Soirée Pacifique en transition, grande salle de conférence de la CPS, 26/03/2025, © Jean Michel Boré

 

Des voix jeunes et engagées pour le climat

La soirée a débuté par une restitution émouvante : le ressenti de la jeunesse  calédonienne face au changement climatique. Au travers de dessins, les élèves de CM2 de l’école Marie Havet à Ouémo, de l’école Yvonne Lacourt de La Foa et du groupe scolaire de Thio ont partagé leur vision des changements climatiques. Une vidéo de présentation du projet a été diffusée. Cette séquence à mis en lumière une perception intergénérationnelle qui oscille entre espoirs et inquiétudes. 

« Il est essentiel que nous soyons impliqués dans les décisions qui concernent notre futur. (…) Nous voulons participer activement à l’élaboration des solutions » Dylan Leconte

Dans le sillage de cette ouverture, deux jeunes engagés pour la défense de leur patrimoine environnemental ont pris la parole avec éloquence. Leurs performances oratoires sont le reflet d’un attachement profond à leur territoire. Georgina Sioremu, étudiante en Bachelor de design graphique et web à l’École du Design de Nouméa, et Dylan Leconte, étudiant en classe préparatoire économique et commerciale au Lycée Dick Ukeiwe, ont affirmé leur volonté de s’impliquer dans les dynamiques de transformations sociales et climatiques, de s’inscrire dans une mouvance de transmission et de partage. 

« Je ne peux plus regarder ailleurs, ma mission m’attend de pied ferme. » (…) « Toutes et tous nous voyons les changements. » Georgina Sioremu

 

Georgina et Dylan devant l’affiche de la soirée, hall de la CPS, 26/03/2025, © Maeva Tesan 

Revivez leur prestation grâce à la captation vidéo et retrouvez leur texte en annexe de cet article. 

 

Croiser les disciplines pour mieux comprendre la réalité climatique

Un panel de chercheurs en sciences sociales et en climatologie est ensuite intervenu pour partager les travaux menés au sein de CLIPSSA. 

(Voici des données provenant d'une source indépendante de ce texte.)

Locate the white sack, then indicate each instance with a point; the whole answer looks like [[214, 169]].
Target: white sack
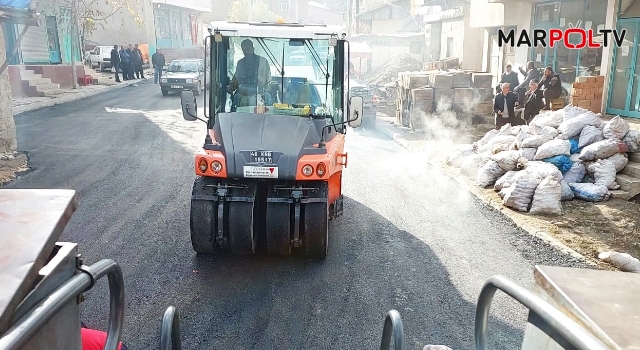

À travers un dialogue riche, Dakéga Ragatoa, postdoctorant modélisateur des impacts des changements climatiques sur l’agriculture et l’eau à l’IRD, et Jérémy Guerbette, ingénieur d’études à Météo-France à la Direction interrégionale de Polynésie Française, ont mis en lumière leurs rôles respectifs dans CLIPSSA et leurs premiers résultats. 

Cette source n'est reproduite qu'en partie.